He reached the schooner’s side and swam along it as quietly as he could. It was flush-decked, with a low sheer and a freeboard of no more than six or seven feet, yet that was high enough to make things difficult for a man in the water. He was confident that he could lunge high enough to get his fingers over the rail, but not without an appalling amount of noise, and he continued forward until he reached the flared bow. The bowsprit was a long, graceful lance, reaching out above his head, but the ­anchor cable plunged into the water beside him, and he laid a hand on the thick hawser. He craned his neck, peering up to where it curved over the anchor bits. It looked far more promising than trying to heave himself bodily over the side, and he nodded in satisfaction and shoved the broken spar away.

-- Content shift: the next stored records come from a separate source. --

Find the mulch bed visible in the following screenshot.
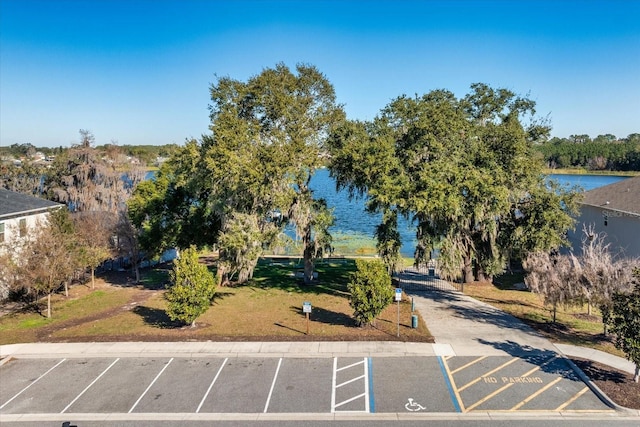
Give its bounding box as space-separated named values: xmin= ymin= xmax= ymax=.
xmin=571 ymin=358 xmax=640 ymax=409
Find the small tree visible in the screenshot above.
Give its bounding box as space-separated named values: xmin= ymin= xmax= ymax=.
xmin=14 ymin=209 xmax=79 ymax=318
xmin=523 ymin=252 xmax=581 ymax=323
xmin=73 ymin=211 xmax=116 ymax=289
xmin=165 ymin=246 xmax=216 ymax=327
xmin=607 ymin=268 xmax=640 ymax=382
xmin=347 ymin=260 xmax=393 ymax=326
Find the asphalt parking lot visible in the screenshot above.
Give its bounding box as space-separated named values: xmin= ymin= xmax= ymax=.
xmin=0 ymin=354 xmax=612 ymax=419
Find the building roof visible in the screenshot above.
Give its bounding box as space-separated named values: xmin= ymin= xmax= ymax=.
xmin=0 ymin=188 xmax=64 ymax=220
xmin=582 ymin=176 xmax=640 ymax=215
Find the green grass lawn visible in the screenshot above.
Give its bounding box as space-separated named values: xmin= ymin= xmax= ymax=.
xmin=464 ymin=274 xmax=624 ymax=356
xmin=0 ymin=259 xmax=432 ymax=344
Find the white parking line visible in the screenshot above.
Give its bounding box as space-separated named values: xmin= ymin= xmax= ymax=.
xmin=331 ymin=357 xmax=371 ymax=413
xmin=128 ymin=357 xmax=173 ymax=414
xmin=264 ymin=357 xmax=282 ymax=414
xmin=60 ymin=357 xmax=120 ymax=414
xmin=0 ymin=359 xmax=67 ymax=409
xmin=196 ymin=357 xmax=229 ymax=414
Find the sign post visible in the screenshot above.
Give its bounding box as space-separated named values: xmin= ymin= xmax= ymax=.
xmin=302 ymin=301 xmax=311 ymax=335
xmin=395 ymin=288 xmax=402 ymax=337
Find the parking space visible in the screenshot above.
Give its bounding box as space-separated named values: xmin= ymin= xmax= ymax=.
xmin=0 ymin=356 xmax=610 ymax=414
xmin=372 ymin=357 xmax=455 ymax=412
xmin=66 ymin=358 xmax=169 ymax=413
xmin=331 ymin=357 xmax=371 ymax=412
xmin=442 ymin=356 xmax=610 ymax=412
xmin=198 ymin=358 xmax=281 ymax=413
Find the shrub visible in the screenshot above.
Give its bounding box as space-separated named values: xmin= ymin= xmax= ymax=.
xmin=347 ymin=260 xmax=394 ymax=325
xmin=165 ymin=247 xmax=216 ymax=326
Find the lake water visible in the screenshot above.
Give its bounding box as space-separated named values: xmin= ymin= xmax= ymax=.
xmin=147 ymin=169 xmax=626 ymax=257
xmin=310 ymin=169 xmax=626 ymax=257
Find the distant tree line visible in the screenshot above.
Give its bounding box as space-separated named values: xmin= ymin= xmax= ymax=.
xmin=535 ymin=133 xmax=640 ymax=171
xmin=0 ymin=130 xmax=144 ymax=316
xmin=0 ymin=142 xmax=178 ymax=166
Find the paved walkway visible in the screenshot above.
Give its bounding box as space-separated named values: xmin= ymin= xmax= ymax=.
xmin=0 ymin=280 xmax=635 ymax=374
xmin=409 ymin=291 xmax=635 ymax=374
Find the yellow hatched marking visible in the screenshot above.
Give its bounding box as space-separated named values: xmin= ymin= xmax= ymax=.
xmin=460 ymin=356 xmax=561 ymax=411
xmin=467 ymin=383 xmax=515 ymax=411
xmin=556 ymin=387 xmax=589 ymax=411
xmin=442 ymin=360 xmax=467 ymax=413
xmin=451 ymin=356 xmax=487 ymax=374
xmin=510 ymin=377 xmax=562 ymax=411
xmin=458 ymin=359 xmax=519 ymax=391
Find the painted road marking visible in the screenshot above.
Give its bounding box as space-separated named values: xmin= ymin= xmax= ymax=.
xmin=458 ymin=359 xmax=519 ymax=392
xmin=438 ymin=355 xmax=611 ymax=413
xmin=556 ymin=387 xmax=589 ymax=411
xmin=331 ymin=357 xmax=371 ymax=413
xmin=263 ymin=357 xmax=282 ymax=413
xmin=128 ymin=357 xmax=173 ymax=414
xmin=0 ymin=359 xmax=67 ymax=409
xmin=445 ymin=356 xmax=487 ymax=374
xmin=196 ymin=357 xmax=229 ymax=414
xmin=60 ymin=357 xmax=120 ymax=414
xmin=438 ymin=356 xmax=466 ymax=412
xmin=510 ymin=377 xmax=562 ymax=411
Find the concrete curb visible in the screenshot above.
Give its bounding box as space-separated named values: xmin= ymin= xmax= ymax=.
xmin=562 ymin=355 xmax=640 ymax=415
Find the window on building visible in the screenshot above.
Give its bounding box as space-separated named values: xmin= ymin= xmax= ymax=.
xmin=19 ymin=218 xmax=27 ymax=237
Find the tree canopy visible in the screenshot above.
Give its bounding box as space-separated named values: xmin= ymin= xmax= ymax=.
xmin=129 ymin=64 xmax=344 ymax=282
xmin=330 ymin=83 xmax=576 ymax=282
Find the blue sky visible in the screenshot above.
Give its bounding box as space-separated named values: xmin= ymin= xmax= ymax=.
xmin=0 ymin=0 xmax=640 ymax=146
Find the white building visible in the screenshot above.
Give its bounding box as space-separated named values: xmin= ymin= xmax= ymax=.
xmin=0 ymin=188 xmax=64 ymax=251
xmin=568 ymin=176 xmax=640 ymax=258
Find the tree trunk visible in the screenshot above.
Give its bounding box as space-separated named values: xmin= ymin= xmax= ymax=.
xmin=302 ymin=224 xmax=314 ymax=285
xmin=238 ymin=267 xmax=251 ymax=284
xmin=462 ymin=255 xmax=474 ymax=283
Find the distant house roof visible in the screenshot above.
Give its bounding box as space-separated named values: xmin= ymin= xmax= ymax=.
xmin=582 ymin=176 xmax=640 ymax=216
xmin=0 ymin=188 xmax=64 ymax=220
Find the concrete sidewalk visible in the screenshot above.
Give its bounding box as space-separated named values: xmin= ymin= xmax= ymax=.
xmin=0 ymin=341 xmax=444 ymax=359
xmin=0 ymin=291 xmax=635 ymax=374
xmin=408 ymin=290 xmax=635 ymax=374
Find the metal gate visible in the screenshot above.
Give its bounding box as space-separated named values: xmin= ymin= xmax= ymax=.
xmin=396 ymin=262 xmax=462 ymax=292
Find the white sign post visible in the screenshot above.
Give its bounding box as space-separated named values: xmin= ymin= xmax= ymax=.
xmin=395 ymin=288 xmax=402 ymax=337
xmin=302 ymin=301 xmax=311 ymax=335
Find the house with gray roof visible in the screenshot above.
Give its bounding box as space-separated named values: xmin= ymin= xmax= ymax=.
xmin=0 ymin=188 xmax=64 ymax=251
xmin=568 ymin=176 xmax=640 ymax=258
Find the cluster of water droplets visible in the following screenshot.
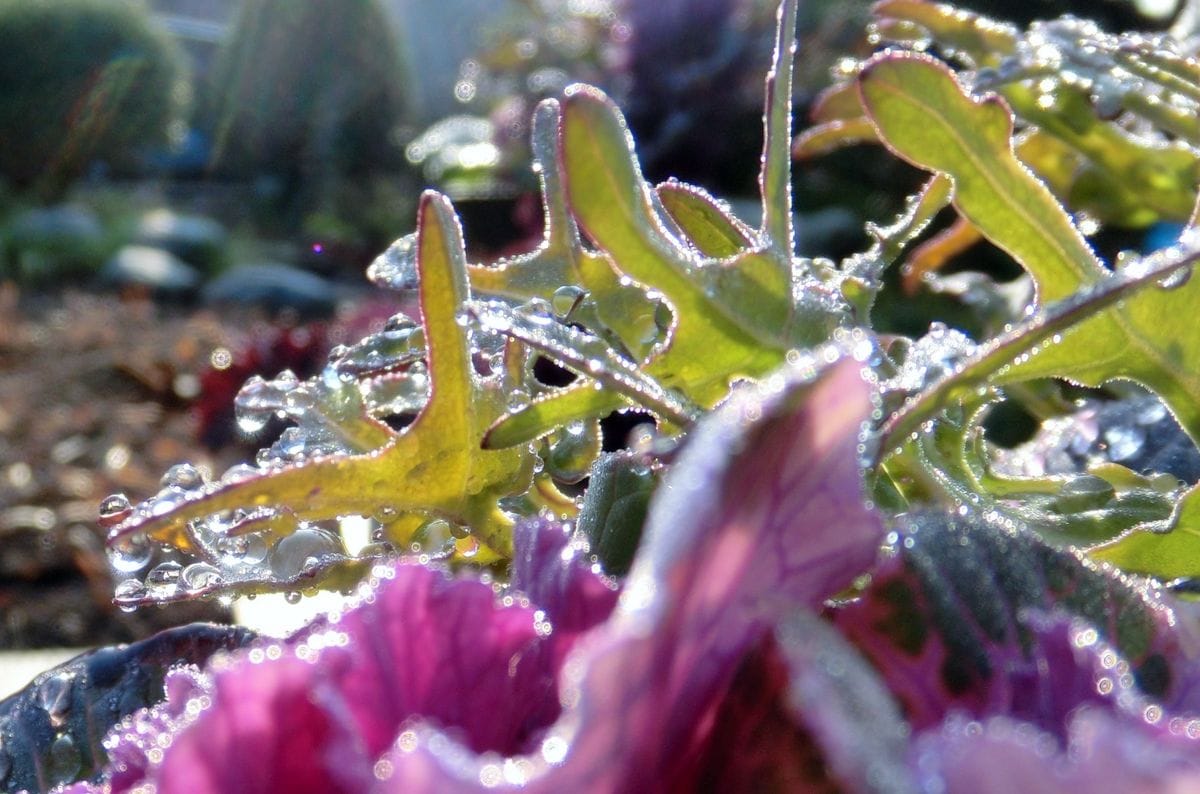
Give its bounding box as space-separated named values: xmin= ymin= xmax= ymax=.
xmin=881 ymin=323 xmax=977 ymax=396
xmin=100 ymin=441 xmax=392 ymax=610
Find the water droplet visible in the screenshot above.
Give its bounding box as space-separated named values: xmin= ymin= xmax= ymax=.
xmin=217 ymin=534 xmax=266 ymax=565
xmin=1158 ymin=267 xmax=1192 ymax=289
xmin=161 ymin=463 xmax=204 ymax=491
xmin=221 ymin=462 xmax=265 ymax=486
xmin=371 ymin=505 xmax=396 ymax=524
xmin=179 ymin=563 xmax=223 ymax=590
xmin=545 ymin=421 xmax=600 ymax=482
xmin=270 ymin=528 xmax=344 ymax=581
xmin=146 ymin=560 xmax=184 ymax=598
xmin=37 ymin=673 xmax=74 ymax=728
xmin=550 ymin=284 xmax=588 ymax=320
xmin=46 ymin=733 xmax=83 ymax=786
xmin=108 ymin=533 xmax=154 ymax=573
xmin=1054 ymin=474 xmax=1116 ymax=513
xmin=98 ymin=493 xmax=133 ymax=529
xmin=367 ymin=233 xmax=420 ymax=290
xmin=113 ymin=579 xmax=146 ymax=612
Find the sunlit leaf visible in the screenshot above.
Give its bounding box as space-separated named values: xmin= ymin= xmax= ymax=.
xmin=862 ymin=55 xmax=1200 ymax=453
xmin=109 ymin=193 xmax=534 ymax=597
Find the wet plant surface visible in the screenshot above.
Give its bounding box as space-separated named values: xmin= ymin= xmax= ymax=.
xmin=0 ymin=290 xmax=244 ymax=649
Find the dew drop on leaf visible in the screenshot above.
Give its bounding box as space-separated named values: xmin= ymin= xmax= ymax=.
xmin=179 ymin=563 xmax=223 ymax=590
xmin=37 ymin=673 xmax=74 ymax=728
xmin=98 ymin=493 xmax=133 ymax=529
xmin=161 ymin=463 xmax=204 ymax=491
xmin=550 ymin=284 xmax=587 ymax=320
xmin=367 ymin=233 xmax=420 ymax=291
xmin=46 ymin=733 xmax=83 ymax=786
xmin=217 ymin=535 xmax=266 ymax=565
xmin=113 ymin=579 xmax=146 ymax=612
xmin=146 ymin=560 xmax=184 ymax=598
xmin=270 ymin=528 xmax=344 ymax=581
xmin=108 ymin=535 xmax=154 ymax=573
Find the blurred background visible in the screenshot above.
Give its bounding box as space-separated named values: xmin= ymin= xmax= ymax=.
xmin=0 ymin=0 xmax=1178 ymax=669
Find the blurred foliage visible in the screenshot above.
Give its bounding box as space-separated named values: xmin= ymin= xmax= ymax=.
xmin=199 ymin=0 xmax=402 ymax=199
xmin=0 ymin=0 xmax=188 ymax=198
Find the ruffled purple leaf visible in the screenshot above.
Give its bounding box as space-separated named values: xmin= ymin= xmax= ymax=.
xmin=776 ymin=612 xmax=918 ymax=794
xmin=833 ymin=513 xmax=1200 ymax=736
xmin=383 ymin=356 xmax=882 ymax=792
xmin=0 ymin=624 xmax=252 ymax=792
xmin=79 ymin=349 xmax=883 ymax=794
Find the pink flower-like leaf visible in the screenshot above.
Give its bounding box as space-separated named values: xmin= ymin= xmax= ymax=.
xmin=88 ymin=345 xmax=883 ymax=794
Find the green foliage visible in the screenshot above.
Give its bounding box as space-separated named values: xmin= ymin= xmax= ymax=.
xmin=202 ymin=0 xmax=403 ymax=181
xmin=0 ymin=0 xmax=186 ymax=197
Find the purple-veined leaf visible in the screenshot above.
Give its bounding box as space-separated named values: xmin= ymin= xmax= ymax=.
xmin=833 ymin=513 xmax=1200 ymax=735
xmin=82 ymin=345 xmax=883 ymax=792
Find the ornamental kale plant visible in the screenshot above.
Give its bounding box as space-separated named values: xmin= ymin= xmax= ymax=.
xmin=11 ymin=0 xmax=1200 ymax=792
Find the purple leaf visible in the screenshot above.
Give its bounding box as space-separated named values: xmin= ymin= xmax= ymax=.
xmin=374 ymin=351 xmax=882 ymax=792
xmin=84 ymin=345 xmax=883 ymax=794
xmin=833 ymin=513 xmax=1200 ymax=736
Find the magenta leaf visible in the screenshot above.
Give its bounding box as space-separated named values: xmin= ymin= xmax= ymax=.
xmin=775 ymin=612 xmax=918 ymax=794
xmin=833 ymin=513 xmax=1200 ymax=735
xmin=384 ymin=345 xmax=882 ymax=792
xmin=79 ymin=339 xmax=883 ymax=794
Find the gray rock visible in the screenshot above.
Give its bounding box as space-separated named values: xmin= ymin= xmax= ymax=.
xmin=134 ymin=210 xmax=229 ymax=271
xmin=100 ymin=246 xmax=200 ymax=296
xmin=203 ymin=263 xmax=337 ymax=315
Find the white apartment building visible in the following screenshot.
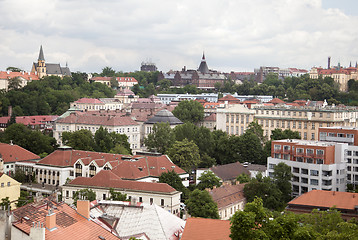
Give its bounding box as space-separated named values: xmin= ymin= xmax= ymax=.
xmin=267 ymin=139 xmax=348 ymax=196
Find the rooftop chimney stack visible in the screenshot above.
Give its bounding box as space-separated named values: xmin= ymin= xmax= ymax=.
xmin=45 ymin=208 xmax=57 ymax=231
xmin=77 ymin=200 xmax=90 ymax=219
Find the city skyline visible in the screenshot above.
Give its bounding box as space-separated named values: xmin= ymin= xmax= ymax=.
xmin=0 ymin=0 xmax=358 ymax=72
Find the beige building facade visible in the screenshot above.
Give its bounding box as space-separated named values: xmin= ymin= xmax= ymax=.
xmin=216 ymin=105 xmax=358 ymax=140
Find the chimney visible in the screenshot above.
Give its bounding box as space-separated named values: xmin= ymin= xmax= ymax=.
xmin=45 ymin=208 xmax=57 ymax=231
xmin=328 ymin=57 xmax=331 ymax=69
xmin=7 ymin=106 xmax=12 ymax=117
xmin=30 ymin=223 xmax=45 ymax=240
xmin=77 ymin=200 xmax=90 ymax=219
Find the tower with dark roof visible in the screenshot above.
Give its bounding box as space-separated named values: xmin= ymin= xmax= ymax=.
xmin=36 ymin=45 xmax=46 ymax=78
xmin=198 ymin=53 xmax=209 ymax=74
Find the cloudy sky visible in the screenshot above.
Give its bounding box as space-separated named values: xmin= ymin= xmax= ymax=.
xmin=0 ymin=0 xmax=358 ymax=72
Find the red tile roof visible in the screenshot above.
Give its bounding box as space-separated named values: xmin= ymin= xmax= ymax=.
xmin=181 ymin=218 xmax=231 ymax=240
xmin=288 ymin=190 xmax=358 ymax=210
xmin=0 ymin=143 xmax=41 ymax=163
xmin=75 ymin=98 xmax=103 ymax=103
xmin=218 ymin=94 xmax=241 ymax=103
xmin=12 ymin=199 xmax=119 ymax=240
xmin=0 ymin=115 xmax=58 ymax=126
xmin=209 ymin=184 xmax=245 ymax=209
xmin=66 ymin=170 xmax=176 ymax=193
xmin=269 ymin=98 xmax=285 ymax=104
xmin=57 ymin=111 xmax=138 ymax=126
xmin=0 ymin=71 xmax=39 ymax=80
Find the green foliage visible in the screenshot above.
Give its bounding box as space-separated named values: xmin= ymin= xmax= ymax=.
xmin=0 ymin=197 xmax=10 ymax=209
xmin=144 ymin=123 xmax=174 ymax=154
xmin=168 ymin=138 xmax=200 ymax=172
xmin=16 ymin=190 xmax=34 ymax=207
xmin=236 ymin=173 xmax=250 ymax=183
xmin=109 ymin=188 xmax=129 ymax=201
xmin=185 ymin=189 xmax=219 ymax=219
xmin=197 ymin=171 xmax=221 ymax=190
xmin=0 ymin=72 xmax=115 ymax=116
xmin=172 ymin=100 xmax=204 ymax=124
xmin=159 ymin=170 xmax=189 ymax=201
xmin=0 ymin=123 xmax=57 ymax=154
xmin=73 ymin=188 xmax=96 ymax=206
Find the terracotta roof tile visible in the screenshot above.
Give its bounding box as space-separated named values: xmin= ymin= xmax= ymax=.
xmin=181 ymin=218 xmax=231 ymax=240
xmin=209 ymin=184 xmax=245 ymax=209
xmin=67 ymin=170 xmax=176 ymax=193
xmin=12 ymin=199 xmax=119 ymax=240
xmin=210 ymin=162 xmax=250 ymax=181
xmin=0 ymin=143 xmax=41 ymax=163
xmin=288 ymin=190 xmax=358 ymax=210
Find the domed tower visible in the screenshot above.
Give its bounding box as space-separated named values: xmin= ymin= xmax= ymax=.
xmin=36 ymin=45 xmax=46 ymax=78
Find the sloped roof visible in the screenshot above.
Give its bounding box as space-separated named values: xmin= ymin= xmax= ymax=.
xmin=209 ymin=183 xmax=245 ymax=209
xmin=210 ymin=162 xmax=250 ymax=181
xmin=0 ymin=71 xmax=39 ymax=80
xmin=288 ymin=190 xmax=358 ymax=210
xmin=66 ymin=170 xmax=176 ymax=193
xmin=181 ymin=218 xmax=231 ymax=240
xmin=91 ymin=201 xmax=185 ymax=240
xmin=12 ymin=199 xmax=119 ymax=240
xmin=145 ymin=109 xmax=183 ymax=125
xmin=0 ymin=143 xmax=40 ymax=163
xmin=269 ymin=98 xmax=285 ymax=104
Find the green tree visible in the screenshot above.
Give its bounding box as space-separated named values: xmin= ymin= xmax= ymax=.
xmin=144 ymin=123 xmax=174 ymax=154
xmin=185 ymin=189 xmax=219 ymax=219
xmin=109 ymin=188 xmax=129 ymax=201
xmin=172 ymin=100 xmax=204 ymax=124
xmin=197 ymin=171 xmax=221 ymax=190
xmin=73 ymin=188 xmax=96 ymax=206
xmin=236 ymin=173 xmax=250 ymax=183
xmin=168 ymin=139 xmax=200 ymax=172
xmin=159 ymin=170 xmax=189 ymax=200
xmin=273 ymin=162 xmax=292 ymax=202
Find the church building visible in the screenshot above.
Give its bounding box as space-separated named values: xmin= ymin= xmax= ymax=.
xmin=31 ymin=45 xmax=71 ymax=78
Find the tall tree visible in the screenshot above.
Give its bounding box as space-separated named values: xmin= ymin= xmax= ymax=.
xmin=144 ymin=123 xmax=174 ymax=154
xmin=172 ymin=100 xmax=204 ymax=124
xmin=168 ymin=139 xmax=200 ymax=172
xmin=185 ymin=189 xmax=219 ymax=219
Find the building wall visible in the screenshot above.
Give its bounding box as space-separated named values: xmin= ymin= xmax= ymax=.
xmin=62 ymin=185 xmax=181 ymax=213
xmin=0 ymin=174 xmax=21 ymax=209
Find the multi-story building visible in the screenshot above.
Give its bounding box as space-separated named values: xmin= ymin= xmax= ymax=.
xmin=53 ymin=110 xmax=140 ymax=150
xmin=62 ymin=170 xmax=181 ymax=213
xmin=0 ymin=71 xmax=39 ymax=91
xmin=319 ymin=127 xmax=358 ymax=186
xmin=31 ymin=45 xmax=71 ymax=78
xmin=216 ymin=104 xmax=255 ymax=135
xmin=216 ymin=104 xmax=358 ymax=140
xmin=309 ymin=66 xmax=358 ymax=92
xmin=267 ymin=139 xmax=348 ymax=196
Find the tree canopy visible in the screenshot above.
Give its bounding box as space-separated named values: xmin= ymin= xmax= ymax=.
xmin=185 ymin=189 xmax=219 ymax=219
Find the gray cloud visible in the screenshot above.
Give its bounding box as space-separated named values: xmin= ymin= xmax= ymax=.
xmin=0 ymin=0 xmax=358 ymax=72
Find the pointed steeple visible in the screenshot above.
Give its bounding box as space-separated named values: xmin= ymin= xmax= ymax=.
xmin=38 ymin=45 xmax=45 ymax=61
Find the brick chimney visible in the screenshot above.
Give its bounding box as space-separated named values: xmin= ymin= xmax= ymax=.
xmin=77 ymin=200 xmax=90 ymax=219
xmin=30 ymin=223 xmax=45 ymax=240
xmin=45 ymin=209 xmax=57 ymax=231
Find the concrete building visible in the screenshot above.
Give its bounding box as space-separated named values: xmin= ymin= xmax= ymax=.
xmin=62 ymin=170 xmax=181 ymax=214
xmin=216 ymin=102 xmax=358 ymax=140
xmin=267 ymin=139 xmax=348 ymax=196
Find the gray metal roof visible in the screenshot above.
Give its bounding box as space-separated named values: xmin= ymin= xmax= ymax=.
xmin=144 ymin=109 xmax=183 ymax=125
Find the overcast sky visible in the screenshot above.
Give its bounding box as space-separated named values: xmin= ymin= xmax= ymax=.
xmin=0 ymin=0 xmax=358 ymax=72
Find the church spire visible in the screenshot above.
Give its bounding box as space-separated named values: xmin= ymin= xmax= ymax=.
xmin=38 ymin=45 xmax=45 ymax=61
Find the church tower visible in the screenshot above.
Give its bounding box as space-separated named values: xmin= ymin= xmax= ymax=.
xmin=36 ymin=45 xmax=47 ymax=78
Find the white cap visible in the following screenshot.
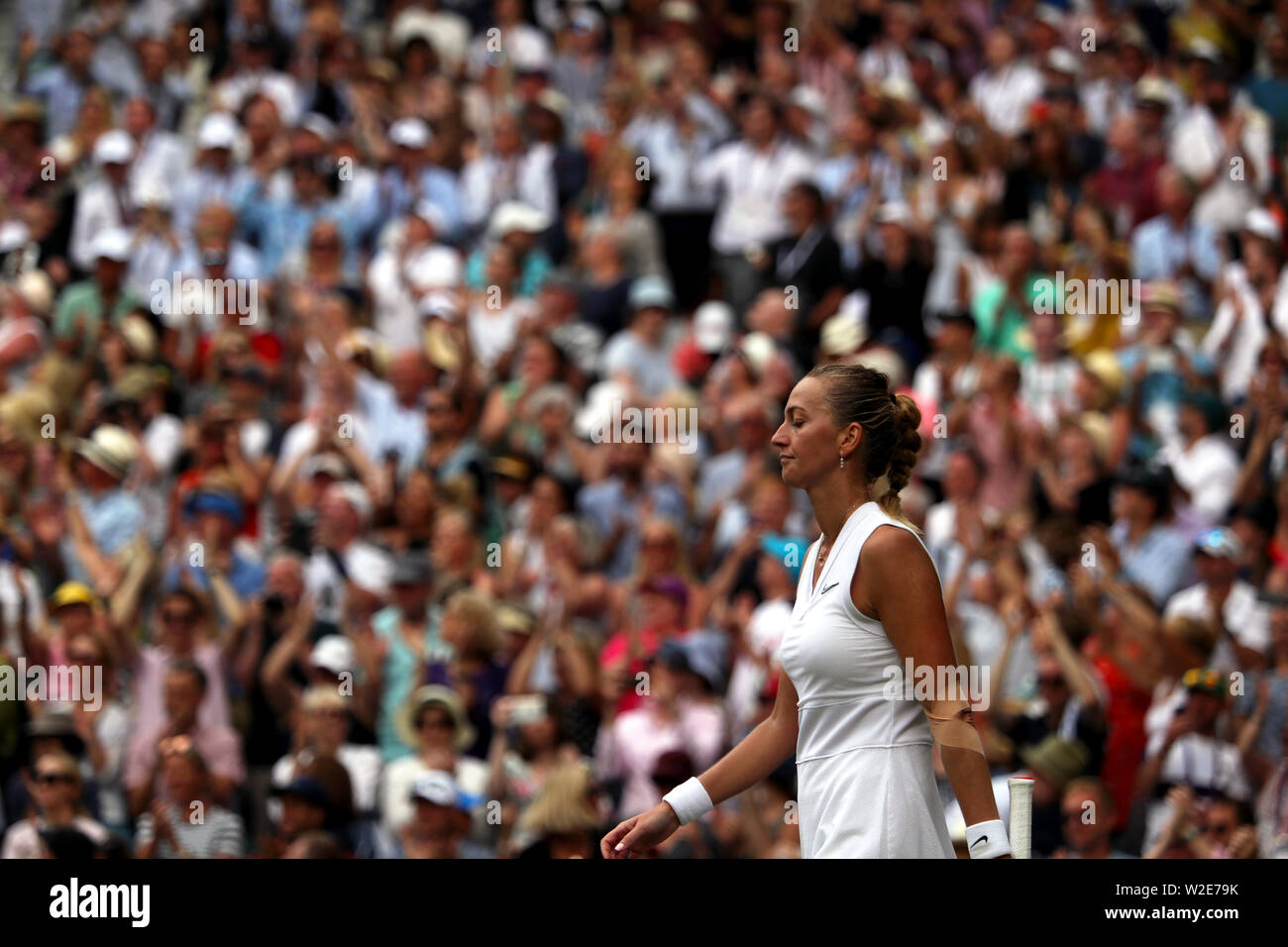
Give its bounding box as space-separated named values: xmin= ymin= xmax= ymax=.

He got a grip on the hawser and hauled himself cautiously up it. A cathead thrust out above him, and he hooked an elbow around it, then curled his body up to get his knees over it. He crouched there a moment, catching his breath, listening to the trickling splash as water dribbled back into the bay from his skin, then shoved his head cautiously over the rail.
There was no one in sight, but he heard a fiddle and what sounded like an accordion, and what he’d thought was just an anchor light was also the gleam of light from the scuttles of a low, midships deckhouse. More light glowed from an open companion, and his ears flattened at the realization that some, at least, of the crew was awake. He had no special desire to harm anyone if he could help it, but they wouldn’t have any way of knowing he sought peaceable conversation, now would they? That was why he’d hoped to surprise them asleep in their berths, but it seemed he was going to have to do things the hard way.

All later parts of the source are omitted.